E sempre difficile per me dire perché ho preso di petto un dato tema in un romanzo. Lo capisco in genere dopo, proprio grazie alle sequele di quell’esperienza ermeneutica che rappresenta la scrittura, e nella sedimentazione del tempo. A un certo momento mi accorgo che ho le idee un po’ più chiare, e constato che per me quel tragitto è stato essenziale. Ora è troppo presto. Io vengo da una famiglia vivacemente laica e anticlericale, una piccola zattera con bandiera tricolore alla deriva in un braccio di mare particolarmente bigotto e clericale. E non a caso vivo da anni nel paese meno religioso e più anticlericale del mondo (la Francia ndr). Il mio laicismo è però sfociato nella consapevolezza di quanto la nostra cultura, anche appunto quella laica, sia intrisa di religione, così come i nostri modi di valutare e di relazionarci, e come le stesse alternative che l’uomo moderno si è costruito, che per me restano molto importanti, siano modellate sull’impalcatura e nella lingua delle religioni. Ma il mio laicismo s’è incrinato anche di fronte alla constatazione che esiste un mondo nascosto, e questa parte sommersa è una dimensione essenziale dell’esistere. Ho dovuto arrendermi all’evidenza che sotto la materia c’è anche dell’altro, e questo altro con il quale l’uomo ha sempre dialogato è forse quanto di più prezioso abbiamo, e conoscerlo può aiutarci a vivere meglio. Certo, esso è stato preso in ostaggio dalle religioni, però esiste al di fuori di esse, e è forse esiziale per le stesse strategie di equità e miglioramento sociale finalizzate a strappare l’uomo dalle paludi mortifere nelle quali s’è ficcato.

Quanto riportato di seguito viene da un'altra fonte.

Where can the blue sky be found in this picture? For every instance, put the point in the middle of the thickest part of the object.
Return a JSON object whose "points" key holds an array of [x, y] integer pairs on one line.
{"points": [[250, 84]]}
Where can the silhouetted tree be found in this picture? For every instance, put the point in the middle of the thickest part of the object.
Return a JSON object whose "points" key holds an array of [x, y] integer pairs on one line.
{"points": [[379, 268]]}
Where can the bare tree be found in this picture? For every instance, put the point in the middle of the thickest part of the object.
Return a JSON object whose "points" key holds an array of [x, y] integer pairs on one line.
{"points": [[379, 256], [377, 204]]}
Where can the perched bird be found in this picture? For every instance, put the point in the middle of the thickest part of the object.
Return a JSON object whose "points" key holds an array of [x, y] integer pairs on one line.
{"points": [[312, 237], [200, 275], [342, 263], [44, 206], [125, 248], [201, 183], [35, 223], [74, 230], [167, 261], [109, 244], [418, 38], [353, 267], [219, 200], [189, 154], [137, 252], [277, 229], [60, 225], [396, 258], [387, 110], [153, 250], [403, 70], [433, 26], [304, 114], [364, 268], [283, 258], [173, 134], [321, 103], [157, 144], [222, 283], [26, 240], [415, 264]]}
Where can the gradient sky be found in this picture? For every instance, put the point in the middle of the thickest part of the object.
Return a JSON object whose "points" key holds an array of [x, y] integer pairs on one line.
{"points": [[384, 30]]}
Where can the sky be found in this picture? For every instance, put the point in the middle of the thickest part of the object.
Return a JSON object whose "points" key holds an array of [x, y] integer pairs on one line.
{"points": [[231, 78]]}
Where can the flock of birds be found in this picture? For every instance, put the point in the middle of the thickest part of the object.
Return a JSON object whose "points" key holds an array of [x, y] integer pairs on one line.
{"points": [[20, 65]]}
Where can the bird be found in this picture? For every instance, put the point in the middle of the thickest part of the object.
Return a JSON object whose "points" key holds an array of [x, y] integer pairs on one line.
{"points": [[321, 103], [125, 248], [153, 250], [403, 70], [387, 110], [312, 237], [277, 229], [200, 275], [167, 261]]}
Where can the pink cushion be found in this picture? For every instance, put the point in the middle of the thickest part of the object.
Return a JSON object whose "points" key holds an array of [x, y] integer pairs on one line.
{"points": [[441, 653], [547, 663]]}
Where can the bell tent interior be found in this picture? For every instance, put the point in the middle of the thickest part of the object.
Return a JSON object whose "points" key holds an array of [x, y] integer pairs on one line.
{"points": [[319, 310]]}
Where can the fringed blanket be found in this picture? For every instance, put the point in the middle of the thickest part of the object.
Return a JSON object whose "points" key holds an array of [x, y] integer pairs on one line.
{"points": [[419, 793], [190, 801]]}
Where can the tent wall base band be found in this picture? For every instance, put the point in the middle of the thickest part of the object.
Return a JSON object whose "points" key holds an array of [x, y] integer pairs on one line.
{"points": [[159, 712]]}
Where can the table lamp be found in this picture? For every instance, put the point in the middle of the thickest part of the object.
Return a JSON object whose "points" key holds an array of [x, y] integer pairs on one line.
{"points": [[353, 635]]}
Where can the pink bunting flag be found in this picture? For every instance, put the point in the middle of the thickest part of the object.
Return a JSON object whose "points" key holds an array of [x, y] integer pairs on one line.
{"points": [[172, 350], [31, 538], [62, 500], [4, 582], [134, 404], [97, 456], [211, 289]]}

Il protagonista del mio romanzo non è Dio, e non potrebbe esserlo – Dio è tutto ciò che non possiamo conoscere e di cui non possiamo parlare, o semplicemente, come ha insinuato Jung, il nostro subconscio – è l’immagine che abbiamo di Dio, che ci viene dalle religioni monoteiste. La disfatta attuale di questa nostra rappresentazione è proporzionale alle sue velleità e pretese, ed è tanto catastrofica da poter risultare, come capita appunto nel mio testo, comica. Fa sorridere che un presuntuoso che si crede onnipotente capitomboli dal suo sommo trono, e fa ridere che un dominatore ostinato deva arrendersi a un avversario apparentemente tanto inconsistente come la lingua, la quale riflette le infinite declinazioni possibili dell’essere, ma si rivela sempre inadeguata a esprimere l’inimitabile particolarità di un qualsiasi individuo, sia esso uno schizofrenico che si prende per Dio o Dio in persona. Ma appunto una narrazione non è una macchina di coerenza, non dà risposte, e forse il Dio risibile che abita il mio romanzo ha anche lacerti di saggezza, in particolare quando guarda e giudica la follia degli uomini, il loro tramenare quotidiano, la loro insensata fede nelle tecnologie e nel progresso, i loro pietosi espedienti per rassicurarsi. Quindi lo rispetto, come ho sempre rispettato tutti i miei personaggi, che mi hanno insegnato molto e mi hanno reso quello che sono adesso.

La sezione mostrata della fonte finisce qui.